Diez quedaron curados, pero sólo uno experimentó el sentido
de la gratuidad en el encuentro con Jesús y comprendió que si la salud es
importante, mucho más lo es sentir que la vida de uno está “llena
de gracia”.
Cuántas veces nos dirigimos al Señor para
presentarle nuestras necesidades, anhelos y preocupaciones, y cuántas, incluso
le reprochamos los males que sufrimos.
Pero que
escasas son nuestras oraciones agradecidas, gratuitas y generosas en las que
contemplemos nuestra vida con sencillez y gratuidad para descubrir el inmenso
amor que Dios ha puesto en ellas y la fuerza que la misma fe nos produce en el
corazón.
La cultura
presente no ayuda demasiado a la gratuidad. Nos hemos llegado a creer los amos
del mundo y que todo lo que tenemos se debe a nuestros propios méritos y
esfuerzos.
Además, por
los sentidos se nos meten todo un elenco
de realidades superfluas que nos van creando necesidades inútiles y que nos
hacen olvidar lo que realmente tiene importancia para nuestras vidas y las de
los demás.
Sólo si
tenemos la capacidad suficiente para echar una mirada a nuestro alrededor y
darnos cuenta de cómo viven la inmensa mayoría de los seres humanos, nos
daremos cuenta de la suerte que hemos tenido de nacer en este primer mundo y
vivir como vivimos.
Al igual que a
aquellos leprosos judíos del evangelio, les hizo falta que uno de ellos fuera
extranjero para caer en la cuenta de su ingratitud, también a nosotros nos hace
falta que sean precisamente los extranjeros, inmigrantes y necesitados, los que
nos estén recordando continuamente nuestra privilegiada posición en la realidad
mundial.
No hay más que
observar cómo muchos inmigrantes valoran y agradecen lo poco que hacemos por
ellos.
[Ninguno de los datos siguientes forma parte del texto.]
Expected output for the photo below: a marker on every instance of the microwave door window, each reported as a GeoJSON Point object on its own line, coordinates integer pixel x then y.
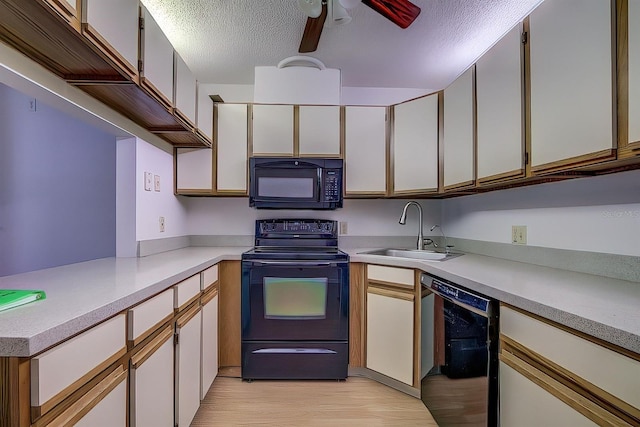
{"type": "Point", "coordinates": [279, 187]}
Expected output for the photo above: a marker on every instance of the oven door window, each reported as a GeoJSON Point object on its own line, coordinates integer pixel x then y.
{"type": "Point", "coordinates": [288, 302]}
{"type": "Point", "coordinates": [295, 298]}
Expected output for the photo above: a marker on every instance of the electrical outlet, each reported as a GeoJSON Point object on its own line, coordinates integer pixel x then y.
{"type": "Point", "coordinates": [343, 227]}
{"type": "Point", "coordinates": [519, 234]}
{"type": "Point", "coordinates": [148, 180]}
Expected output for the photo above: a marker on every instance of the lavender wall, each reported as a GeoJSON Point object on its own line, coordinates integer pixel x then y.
{"type": "Point", "coordinates": [57, 188]}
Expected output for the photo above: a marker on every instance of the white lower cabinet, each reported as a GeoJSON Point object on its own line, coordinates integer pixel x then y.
{"type": "Point", "coordinates": [390, 336]}
{"type": "Point", "coordinates": [187, 366]}
{"type": "Point", "coordinates": [524, 403]}
{"type": "Point", "coordinates": [209, 356]}
{"type": "Point", "coordinates": [151, 383]}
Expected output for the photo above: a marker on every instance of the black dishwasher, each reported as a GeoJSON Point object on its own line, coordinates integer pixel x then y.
{"type": "Point", "coordinates": [460, 360]}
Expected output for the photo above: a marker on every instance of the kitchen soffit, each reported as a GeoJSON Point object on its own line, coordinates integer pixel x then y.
{"type": "Point", "coordinates": [222, 41]}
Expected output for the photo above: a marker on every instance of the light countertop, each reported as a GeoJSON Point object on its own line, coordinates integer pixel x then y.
{"type": "Point", "coordinates": [82, 295]}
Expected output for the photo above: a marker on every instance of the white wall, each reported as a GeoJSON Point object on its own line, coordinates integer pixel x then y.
{"type": "Point", "coordinates": [597, 214]}
{"type": "Point", "coordinates": [150, 205]}
{"type": "Point", "coordinates": [234, 217]}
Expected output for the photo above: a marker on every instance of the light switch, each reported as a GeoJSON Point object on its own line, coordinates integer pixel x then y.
{"type": "Point", "coordinates": [148, 179]}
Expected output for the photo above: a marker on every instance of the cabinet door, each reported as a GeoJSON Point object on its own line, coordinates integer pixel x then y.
{"type": "Point", "coordinates": [272, 130]}
{"type": "Point", "coordinates": [415, 146]}
{"type": "Point", "coordinates": [390, 335]}
{"type": "Point", "coordinates": [209, 341]}
{"type": "Point", "coordinates": [458, 144]}
{"type": "Point", "coordinates": [185, 91]}
{"type": "Point", "coordinates": [113, 26]}
{"type": "Point", "coordinates": [571, 84]}
{"type": "Point", "coordinates": [194, 170]}
{"type": "Point", "coordinates": [156, 55]}
{"type": "Point", "coordinates": [151, 383]}
{"type": "Point", "coordinates": [231, 148]}
{"type": "Point", "coordinates": [366, 151]}
{"type": "Point", "coordinates": [524, 403]}
{"type": "Point", "coordinates": [499, 97]}
{"type": "Point", "coordinates": [319, 130]}
{"type": "Point", "coordinates": [104, 405]}
{"type": "Point", "coordinates": [187, 366]}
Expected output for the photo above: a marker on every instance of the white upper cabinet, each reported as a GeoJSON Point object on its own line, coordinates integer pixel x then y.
{"type": "Point", "coordinates": [231, 148]}
{"type": "Point", "coordinates": [499, 101]}
{"type": "Point", "coordinates": [185, 91]}
{"type": "Point", "coordinates": [415, 146]}
{"type": "Point", "coordinates": [634, 70]}
{"type": "Point", "coordinates": [114, 26]}
{"type": "Point", "coordinates": [157, 59]}
{"type": "Point", "coordinates": [319, 130]}
{"type": "Point", "coordinates": [365, 150]}
{"type": "Point", "coordinates": [272, 130]}
{"type": "Point", "coordinates": [571, 83]}
{"type": "Point", "coordinates": [458, 141]}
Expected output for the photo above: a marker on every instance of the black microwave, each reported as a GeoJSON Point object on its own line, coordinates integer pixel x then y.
{"type": "Point", "coordinates": [295, 183]}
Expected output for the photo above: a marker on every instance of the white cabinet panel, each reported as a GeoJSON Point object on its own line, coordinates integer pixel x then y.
{"type": "Point", "coordinates": [157, 57]}
{"type": "Point", "coordinates": [117, 22]}
{"type": "Point", "coordinates": [273, 129]}
{"type": "Point", "coordinates": [525, 404]}
{"type": "Point", "coordinates": [187, 370]}
{"type": "Point", "coordinates": [390, 337]}
{"type": "Point", "coordinates": [145, 317]}
{"type": "Point", "coordinates": [151, 384]}
{"type": "Point", "coordinates": [55, 370]}
{"type": "Point", "coordinates": [365, 150]}
{"type": "Point", "coordinates": [185, 87]}
{"type": "Point", "coordinates": [209, 344]}
{"type": "Point", "coordinates": [499, 107]}
{"type": "Point", "coordinates": [571, 80]}
{"type": "Point", "coordinates": [458, 131]}
{"type": "Point", "coordinates": [319, 130]}
{"type": "Point", "coordinates": [231, 143]}
{"type": "Point", "coordinates": [415, 145]}
{"type": "Point", "coordinates": [194, 169]}
{"type": "Point", "coordinates": [634, 70]}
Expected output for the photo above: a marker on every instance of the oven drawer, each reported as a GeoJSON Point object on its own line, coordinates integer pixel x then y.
{"type": "Point", "coordinates": [294, 360]}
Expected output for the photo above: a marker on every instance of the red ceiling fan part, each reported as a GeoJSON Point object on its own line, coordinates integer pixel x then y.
{"type": "Point", "coordinates": [400, 12]}
{"type": "Point", "coordinates": [312, 32]}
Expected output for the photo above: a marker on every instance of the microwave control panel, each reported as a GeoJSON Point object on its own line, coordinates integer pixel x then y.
{"type": "Point", "coordinates": [332, 185]}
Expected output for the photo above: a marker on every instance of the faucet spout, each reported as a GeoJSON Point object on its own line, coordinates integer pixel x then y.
{"type": "Point", "coordinates": [403, 221]}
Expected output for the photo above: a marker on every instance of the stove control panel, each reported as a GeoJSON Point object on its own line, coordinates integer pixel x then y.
{"type": "Point", "coordinates": [296, 226]}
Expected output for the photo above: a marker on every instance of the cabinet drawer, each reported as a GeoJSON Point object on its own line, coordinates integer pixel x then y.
{"type": "Point", "coordinates": [57, 372]}
{"type": "Point", "coordinates": [209, 277]}
{"type": "Point", "coordinates": [401, 276]}
{"type": "Point", "coordinates": [186, 292]}
{"type": "Point", "coordinates": [104, 405]}
{"type": "Point", "coordinates": [613, 372]}
{"type": "Point", "coordinates": [148, 316]}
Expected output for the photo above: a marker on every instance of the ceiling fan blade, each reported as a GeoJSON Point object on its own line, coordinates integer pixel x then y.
{"type": "Point", "coordinates": [312, 32]}
{"type": "Point", "coordinates": [400, 12]}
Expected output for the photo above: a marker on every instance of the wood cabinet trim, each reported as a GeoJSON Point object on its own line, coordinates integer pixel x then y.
{"type": "Point", "coordinates": [567, 395]}
{"type": "Point", "coordinates": [90, 400]}
{"type": "Point", "coordinates": [391, 293]}
{"type": "Point", "coordinates": [570, 380]}
{"type": "Point", "coordinates": [147, 351]}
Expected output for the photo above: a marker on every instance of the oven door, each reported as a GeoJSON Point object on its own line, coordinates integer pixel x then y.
{"type": "Point", "coordinates": [295, 300]}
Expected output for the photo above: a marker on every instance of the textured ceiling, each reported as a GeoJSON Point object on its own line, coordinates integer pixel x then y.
{"type": "Point", "coordinates": [223, 40]}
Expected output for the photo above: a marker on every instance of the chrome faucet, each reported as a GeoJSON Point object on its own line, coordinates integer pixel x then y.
{"type": "Point", "coordinates": [403, 221]}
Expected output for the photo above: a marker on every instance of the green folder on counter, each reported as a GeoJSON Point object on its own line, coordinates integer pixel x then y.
{"type": "Point", "coordinates": [10, 298]}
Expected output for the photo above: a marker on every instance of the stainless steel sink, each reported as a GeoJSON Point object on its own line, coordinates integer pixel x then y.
{"type": "Point", "coordinates": [424, 255]}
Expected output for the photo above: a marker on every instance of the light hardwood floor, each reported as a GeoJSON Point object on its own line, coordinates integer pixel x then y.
{"type": "Point", "coordinates": [354, 402]}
Cómo los niños aprecian la comida y el vestido, cómo agradecen los
juguetes que a otros les sobran.
La gratuidad
brota más espontáneamente ante la necesidad. Quien está necesitado y se siente
acogido, agradece los gestos de afecto y amor que se le brindan. Quien está
harto de todo y no carece de nada, poco puede agradecer y menos ofrecer de
corazón a los demás.
La fe en
Jesucristo es pura gratuidad. Ninguno llega a creer por sus propios méritos ni
por su esfuerzo intelectual. Sólo desde el encuentro personal, cercano y
sincero, vivido en medio de la comunidad cristiana, y alimentado por la oración
y los sacramentos, es posible vivir la gratuidad de la fe.
Hoy es un buen
día para que desde lo más profundo de nuestro corazón demos gracias a Dios por
todos los dones que él nos ha concedido. Para ello pedimos la intercesión de
nuestra madre la Virgen María, la llena de gracia. Ella en su sencillez y
humildad supo reconocer la presencia de Dios en su vida, ofreciéndose por
entero a Él para participar de forma plena en su obra salvadora. Que nuestra
vida pueda ser también un cántico de alabanza al Señor, que comparte nuestras
penas, nos sostiene en la adversidad, y con amor generoso sale a nuestro
encuentro para colmarnos de gracia y bendición.